I do remain cautious about saying "never". After all, I have posted on this very site about my aversion as a youngster to Bach's choral music, especially the Cantatas, which today make up a large portion of my listening pleasure time, and I have collected several complete sets of the Cantatas, with a sense that one can never have enough of Bach's Cantatas. And there -- I've used that word "never" again. Shucks.


----------



## drmdjones

Please correct me if I'm wrong, but isn't this the Orchestral Music forum?


----------



## Bulldog

drmdjones said:


> Please correct me if I'm wrong, but isn't this the Orchestral Music forum?


Yes, it is. This thread is on the wrong sub-forum, but don't let that stop you from posting here.


----------



## Clouds Weep Snowflakes

Bulldog said:


> Yes, it is. This thread is on the wrong sub-forum, but don't let that stop you from posting here.


Can a mod please move it?
Anyway, this one is really good, almost as it was taken from a horror movie:


----------



## Guest

Is there a more appropriate thread for discussion of Bach Organ Works? If so let me know.

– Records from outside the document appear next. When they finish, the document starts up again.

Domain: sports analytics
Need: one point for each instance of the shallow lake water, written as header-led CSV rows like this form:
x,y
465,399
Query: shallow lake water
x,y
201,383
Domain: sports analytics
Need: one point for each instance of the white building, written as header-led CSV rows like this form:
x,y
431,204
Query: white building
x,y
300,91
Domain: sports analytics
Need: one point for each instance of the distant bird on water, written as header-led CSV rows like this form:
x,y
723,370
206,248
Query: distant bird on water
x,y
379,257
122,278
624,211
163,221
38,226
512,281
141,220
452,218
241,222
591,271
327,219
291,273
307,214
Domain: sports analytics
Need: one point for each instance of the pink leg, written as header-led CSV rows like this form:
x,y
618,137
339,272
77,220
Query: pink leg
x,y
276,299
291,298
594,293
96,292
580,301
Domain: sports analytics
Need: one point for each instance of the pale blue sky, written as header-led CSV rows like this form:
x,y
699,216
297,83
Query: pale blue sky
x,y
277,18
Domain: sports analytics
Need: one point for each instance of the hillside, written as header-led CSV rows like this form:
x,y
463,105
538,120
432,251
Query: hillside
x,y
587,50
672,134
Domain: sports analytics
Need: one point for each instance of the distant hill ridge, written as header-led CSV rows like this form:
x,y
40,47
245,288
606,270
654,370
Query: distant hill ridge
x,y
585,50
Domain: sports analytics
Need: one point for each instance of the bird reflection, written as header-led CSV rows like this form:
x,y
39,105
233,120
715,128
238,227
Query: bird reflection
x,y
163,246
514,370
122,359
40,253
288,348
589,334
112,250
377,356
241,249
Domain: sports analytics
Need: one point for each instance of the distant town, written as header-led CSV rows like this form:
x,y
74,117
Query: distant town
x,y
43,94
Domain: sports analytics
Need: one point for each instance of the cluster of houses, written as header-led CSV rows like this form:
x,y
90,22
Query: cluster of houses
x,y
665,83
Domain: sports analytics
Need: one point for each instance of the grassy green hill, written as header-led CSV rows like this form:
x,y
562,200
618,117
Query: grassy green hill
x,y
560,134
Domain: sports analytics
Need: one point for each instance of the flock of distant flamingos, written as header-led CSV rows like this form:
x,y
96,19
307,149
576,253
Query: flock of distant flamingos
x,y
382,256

I listened to three recordings of Bach's Prelude and Fugue BWV248, "The Wedge."

The Alain digital set









The Weinberg set









The Andra Isoir set









For many years the Alain set has been my reference, but I must admit I enjoyed the Isoir set most of all. Wonderful clarity of line, whereas Alain tended towards the clamorous. I don't know whether to attribute that to registration, the instrument, or the recording technique. I think Isoir may become my new reference.


----------



## Art Rock

Baron Scarpia said:


> Is there a more appropriate thread for discussion of Bach Organ Works?


I think you've already found it, but for the others, there is one: here.

I'm closing this thread - we don't need two no matter how good these works are.


----------